全然違うと思いますよ。楽なところもあるし、難しいところもある。オーナーになった方が、100%自分に信頼を置いてくる人材が集まってくるわけなので、コントロールはしやすいと思います。ただ、豊かにする雇用を創出するのであれば、1店舗だけでは難しいし、美容室が利益がでないことは知っているから、美容室運営だけでは難しいのかなと思いますね。
僕が独立するんだったら、アシスタントでも給料30万とか普通にもらえる環境をつくりたいと思っているんですよ。もっとイノベーティブなサロン作りをしていきたい。そうなったら、美容室運営以外にも、さまざまな事業をやっていく必要があると思いますね。美容室だけやっていても、いつかは衰退してしまう。それはもう、歴史が物語っていますから。もちろん、美容室だけで、ワンブランドで続けていくという挑戦をしていくべきだとは思うし、尊いことだとは思います。でも自分的にはそういう思想はないんです。

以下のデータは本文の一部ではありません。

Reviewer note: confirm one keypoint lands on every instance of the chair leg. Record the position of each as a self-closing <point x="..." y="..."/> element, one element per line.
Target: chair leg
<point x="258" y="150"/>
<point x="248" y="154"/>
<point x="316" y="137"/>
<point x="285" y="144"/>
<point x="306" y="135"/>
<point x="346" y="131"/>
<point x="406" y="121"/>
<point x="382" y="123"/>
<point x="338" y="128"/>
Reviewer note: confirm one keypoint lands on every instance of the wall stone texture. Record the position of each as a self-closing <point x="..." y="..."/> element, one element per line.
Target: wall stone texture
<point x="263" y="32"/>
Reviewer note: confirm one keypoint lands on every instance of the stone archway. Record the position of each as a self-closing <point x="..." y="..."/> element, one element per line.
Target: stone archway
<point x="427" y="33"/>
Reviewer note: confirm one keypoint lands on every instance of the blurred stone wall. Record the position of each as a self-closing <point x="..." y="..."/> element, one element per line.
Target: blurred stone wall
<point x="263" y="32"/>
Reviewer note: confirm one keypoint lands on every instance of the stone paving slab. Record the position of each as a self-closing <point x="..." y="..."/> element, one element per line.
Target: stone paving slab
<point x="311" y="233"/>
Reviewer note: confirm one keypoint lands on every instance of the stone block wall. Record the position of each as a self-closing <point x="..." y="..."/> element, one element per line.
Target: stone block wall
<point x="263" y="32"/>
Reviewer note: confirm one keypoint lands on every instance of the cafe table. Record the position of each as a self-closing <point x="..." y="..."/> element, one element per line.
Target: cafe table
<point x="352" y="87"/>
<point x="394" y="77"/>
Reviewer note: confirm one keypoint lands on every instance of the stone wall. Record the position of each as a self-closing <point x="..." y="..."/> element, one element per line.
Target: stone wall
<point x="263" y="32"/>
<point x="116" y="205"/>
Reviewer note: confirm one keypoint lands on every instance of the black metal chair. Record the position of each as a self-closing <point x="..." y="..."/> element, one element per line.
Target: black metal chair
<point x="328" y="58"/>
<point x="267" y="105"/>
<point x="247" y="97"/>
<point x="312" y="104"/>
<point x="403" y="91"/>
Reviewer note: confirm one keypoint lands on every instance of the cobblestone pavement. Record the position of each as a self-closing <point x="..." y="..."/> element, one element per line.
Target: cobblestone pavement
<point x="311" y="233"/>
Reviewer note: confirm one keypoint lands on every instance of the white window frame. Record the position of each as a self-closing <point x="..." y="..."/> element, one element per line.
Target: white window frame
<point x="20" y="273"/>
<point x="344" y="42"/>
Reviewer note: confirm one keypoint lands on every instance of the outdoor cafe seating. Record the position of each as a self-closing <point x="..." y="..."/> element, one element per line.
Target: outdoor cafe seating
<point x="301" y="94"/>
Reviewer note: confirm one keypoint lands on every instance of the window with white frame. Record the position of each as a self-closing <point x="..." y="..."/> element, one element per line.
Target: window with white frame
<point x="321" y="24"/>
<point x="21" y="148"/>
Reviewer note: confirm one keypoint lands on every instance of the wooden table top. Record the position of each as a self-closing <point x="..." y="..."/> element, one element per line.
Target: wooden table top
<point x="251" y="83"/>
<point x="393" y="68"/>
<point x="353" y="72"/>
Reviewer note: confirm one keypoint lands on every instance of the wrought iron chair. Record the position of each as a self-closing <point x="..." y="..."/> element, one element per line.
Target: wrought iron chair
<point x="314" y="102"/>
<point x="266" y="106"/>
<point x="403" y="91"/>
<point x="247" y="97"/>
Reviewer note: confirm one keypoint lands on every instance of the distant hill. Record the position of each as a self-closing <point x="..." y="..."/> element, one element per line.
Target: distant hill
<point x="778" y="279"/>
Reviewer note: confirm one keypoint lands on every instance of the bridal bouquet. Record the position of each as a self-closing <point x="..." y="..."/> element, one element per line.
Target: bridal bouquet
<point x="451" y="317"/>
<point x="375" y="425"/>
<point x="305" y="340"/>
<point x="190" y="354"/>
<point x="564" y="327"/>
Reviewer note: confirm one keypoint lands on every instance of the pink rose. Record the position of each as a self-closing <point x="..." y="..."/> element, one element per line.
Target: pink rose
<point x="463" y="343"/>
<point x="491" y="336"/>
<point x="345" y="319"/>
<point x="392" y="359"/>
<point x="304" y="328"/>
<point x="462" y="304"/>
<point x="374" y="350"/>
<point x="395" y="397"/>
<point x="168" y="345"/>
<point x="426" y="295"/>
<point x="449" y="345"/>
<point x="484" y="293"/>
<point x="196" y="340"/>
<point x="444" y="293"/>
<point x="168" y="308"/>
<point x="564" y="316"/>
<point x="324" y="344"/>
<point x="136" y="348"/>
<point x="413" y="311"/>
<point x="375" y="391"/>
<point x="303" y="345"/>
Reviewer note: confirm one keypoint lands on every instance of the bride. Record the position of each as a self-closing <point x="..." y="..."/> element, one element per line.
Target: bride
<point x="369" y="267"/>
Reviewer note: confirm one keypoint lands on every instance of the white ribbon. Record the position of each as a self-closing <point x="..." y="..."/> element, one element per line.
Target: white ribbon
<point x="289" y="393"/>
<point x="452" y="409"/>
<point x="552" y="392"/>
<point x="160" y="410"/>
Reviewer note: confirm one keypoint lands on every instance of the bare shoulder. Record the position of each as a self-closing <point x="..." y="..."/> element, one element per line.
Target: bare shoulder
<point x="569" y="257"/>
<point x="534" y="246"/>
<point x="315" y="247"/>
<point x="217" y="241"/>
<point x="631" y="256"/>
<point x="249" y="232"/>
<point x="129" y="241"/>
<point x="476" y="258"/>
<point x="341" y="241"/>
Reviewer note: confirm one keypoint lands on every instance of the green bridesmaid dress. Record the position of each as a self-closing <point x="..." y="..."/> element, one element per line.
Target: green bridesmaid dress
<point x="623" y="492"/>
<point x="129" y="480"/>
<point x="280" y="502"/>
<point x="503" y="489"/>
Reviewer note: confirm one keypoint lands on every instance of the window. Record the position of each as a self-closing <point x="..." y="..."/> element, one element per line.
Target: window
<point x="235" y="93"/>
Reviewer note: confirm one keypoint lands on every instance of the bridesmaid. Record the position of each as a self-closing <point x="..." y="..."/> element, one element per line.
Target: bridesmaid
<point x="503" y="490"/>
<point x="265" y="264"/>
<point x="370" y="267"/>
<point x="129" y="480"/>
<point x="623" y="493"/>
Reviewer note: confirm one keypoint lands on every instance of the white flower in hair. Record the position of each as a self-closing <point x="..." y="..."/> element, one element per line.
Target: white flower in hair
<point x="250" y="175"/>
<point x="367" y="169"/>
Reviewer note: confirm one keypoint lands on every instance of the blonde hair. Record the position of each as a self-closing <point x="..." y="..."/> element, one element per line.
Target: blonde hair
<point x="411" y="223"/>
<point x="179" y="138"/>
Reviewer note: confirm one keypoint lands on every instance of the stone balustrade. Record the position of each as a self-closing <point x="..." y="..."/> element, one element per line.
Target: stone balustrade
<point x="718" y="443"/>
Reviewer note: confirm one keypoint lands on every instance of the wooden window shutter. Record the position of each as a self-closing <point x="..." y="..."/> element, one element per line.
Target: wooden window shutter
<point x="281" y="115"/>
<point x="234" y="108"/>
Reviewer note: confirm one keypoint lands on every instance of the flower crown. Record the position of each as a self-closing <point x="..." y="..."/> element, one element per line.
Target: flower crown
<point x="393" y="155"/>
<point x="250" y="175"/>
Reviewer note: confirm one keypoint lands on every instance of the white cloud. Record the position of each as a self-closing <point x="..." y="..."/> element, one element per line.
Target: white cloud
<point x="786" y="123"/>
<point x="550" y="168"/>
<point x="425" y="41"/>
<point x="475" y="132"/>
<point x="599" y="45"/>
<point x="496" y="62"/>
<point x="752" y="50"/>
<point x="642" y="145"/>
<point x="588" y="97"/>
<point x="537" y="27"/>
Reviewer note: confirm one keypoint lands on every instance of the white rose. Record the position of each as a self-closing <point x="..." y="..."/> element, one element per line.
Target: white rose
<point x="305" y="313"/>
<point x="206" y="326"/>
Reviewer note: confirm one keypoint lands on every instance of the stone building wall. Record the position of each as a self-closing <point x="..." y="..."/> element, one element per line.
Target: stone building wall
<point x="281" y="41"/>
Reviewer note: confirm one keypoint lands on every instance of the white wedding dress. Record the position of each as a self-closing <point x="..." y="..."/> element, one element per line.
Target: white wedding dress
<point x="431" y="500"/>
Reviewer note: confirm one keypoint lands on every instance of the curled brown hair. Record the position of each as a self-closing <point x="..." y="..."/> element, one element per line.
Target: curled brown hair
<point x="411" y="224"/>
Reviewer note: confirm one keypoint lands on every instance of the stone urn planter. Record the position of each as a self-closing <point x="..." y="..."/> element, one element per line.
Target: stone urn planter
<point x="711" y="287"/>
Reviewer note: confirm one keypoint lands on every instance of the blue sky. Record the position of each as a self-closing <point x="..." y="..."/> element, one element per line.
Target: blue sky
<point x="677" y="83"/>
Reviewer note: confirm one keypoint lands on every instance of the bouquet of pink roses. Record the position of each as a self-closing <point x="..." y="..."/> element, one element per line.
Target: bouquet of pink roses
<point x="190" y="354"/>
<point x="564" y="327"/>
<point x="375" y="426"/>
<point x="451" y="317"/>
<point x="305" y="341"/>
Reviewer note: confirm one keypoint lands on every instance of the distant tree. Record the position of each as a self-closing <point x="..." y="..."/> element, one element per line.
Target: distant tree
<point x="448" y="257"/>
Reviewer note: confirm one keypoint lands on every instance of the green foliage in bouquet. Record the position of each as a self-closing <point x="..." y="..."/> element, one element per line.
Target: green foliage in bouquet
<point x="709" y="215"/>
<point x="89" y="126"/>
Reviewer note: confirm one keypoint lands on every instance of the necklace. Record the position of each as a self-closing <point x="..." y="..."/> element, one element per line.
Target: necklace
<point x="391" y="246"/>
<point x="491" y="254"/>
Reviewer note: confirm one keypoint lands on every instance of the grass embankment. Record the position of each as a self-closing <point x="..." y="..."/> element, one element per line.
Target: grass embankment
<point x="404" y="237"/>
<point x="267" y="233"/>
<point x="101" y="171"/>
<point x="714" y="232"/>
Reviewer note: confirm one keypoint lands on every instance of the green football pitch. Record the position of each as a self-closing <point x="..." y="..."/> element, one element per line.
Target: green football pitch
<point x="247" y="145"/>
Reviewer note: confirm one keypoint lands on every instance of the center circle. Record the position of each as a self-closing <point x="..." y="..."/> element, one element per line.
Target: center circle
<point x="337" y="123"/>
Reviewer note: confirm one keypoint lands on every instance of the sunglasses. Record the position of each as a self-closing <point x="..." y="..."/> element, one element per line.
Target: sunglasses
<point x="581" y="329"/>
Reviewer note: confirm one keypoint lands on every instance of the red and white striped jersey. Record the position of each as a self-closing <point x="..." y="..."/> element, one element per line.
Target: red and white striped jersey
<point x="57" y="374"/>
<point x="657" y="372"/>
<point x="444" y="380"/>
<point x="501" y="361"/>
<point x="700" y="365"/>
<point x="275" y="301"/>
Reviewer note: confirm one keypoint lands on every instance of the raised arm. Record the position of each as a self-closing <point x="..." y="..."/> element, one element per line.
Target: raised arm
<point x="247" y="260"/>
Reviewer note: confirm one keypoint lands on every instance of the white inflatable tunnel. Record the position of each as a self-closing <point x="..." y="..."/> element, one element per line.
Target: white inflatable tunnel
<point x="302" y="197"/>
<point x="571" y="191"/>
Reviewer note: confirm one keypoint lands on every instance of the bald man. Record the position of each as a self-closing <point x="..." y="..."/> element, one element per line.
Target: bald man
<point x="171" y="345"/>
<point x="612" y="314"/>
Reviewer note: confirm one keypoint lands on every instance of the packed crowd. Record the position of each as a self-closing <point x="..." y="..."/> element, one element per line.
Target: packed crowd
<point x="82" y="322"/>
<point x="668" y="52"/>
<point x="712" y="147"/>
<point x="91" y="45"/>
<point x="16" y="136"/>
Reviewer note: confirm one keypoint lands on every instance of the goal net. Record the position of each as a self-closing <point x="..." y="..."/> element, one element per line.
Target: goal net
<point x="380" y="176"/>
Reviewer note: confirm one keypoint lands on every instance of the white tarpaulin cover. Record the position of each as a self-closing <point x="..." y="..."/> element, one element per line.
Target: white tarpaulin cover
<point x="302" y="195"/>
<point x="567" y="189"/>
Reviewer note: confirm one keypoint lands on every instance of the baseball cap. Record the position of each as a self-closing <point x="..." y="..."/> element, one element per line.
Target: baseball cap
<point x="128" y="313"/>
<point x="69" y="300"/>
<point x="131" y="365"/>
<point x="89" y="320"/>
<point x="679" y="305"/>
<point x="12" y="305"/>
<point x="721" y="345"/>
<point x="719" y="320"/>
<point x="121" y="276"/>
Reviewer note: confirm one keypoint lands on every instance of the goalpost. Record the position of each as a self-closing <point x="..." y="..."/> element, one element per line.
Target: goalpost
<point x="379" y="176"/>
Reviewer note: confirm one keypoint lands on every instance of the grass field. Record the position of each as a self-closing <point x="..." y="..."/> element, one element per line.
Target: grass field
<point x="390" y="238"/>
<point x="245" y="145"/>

-クールに物事を見ていらっしゃるんですね。それは、airに対しても同じ?
airには、「100年続いていく企業」というポリシーがあって、僕はひとつ石垣として力を貸しているだけ。そこの部分のお手伝いをいかにできるかということを考えて、つねに仕事をしているんです。だから、頭の中は半々ですよね。クールにみているところ、夢を追いかけるところ。
-木村さんの頭の半分では、夢を追いかけているんですか?
うーん。僕は追いかけてないです(笑)。ただ、airなくして今の僕は存在しなかったと思っているので、airに育ててもらったという意味で、airが理想として追いかけているものに対して自分が全力を出すのは当然だと思うし、それこそが僕がやるべき使命だと思っています。でもその反面、業界にいる中で冷静に見ている部分もあって。それゆえ、独立を急ぐ必要などないみたいな感じ。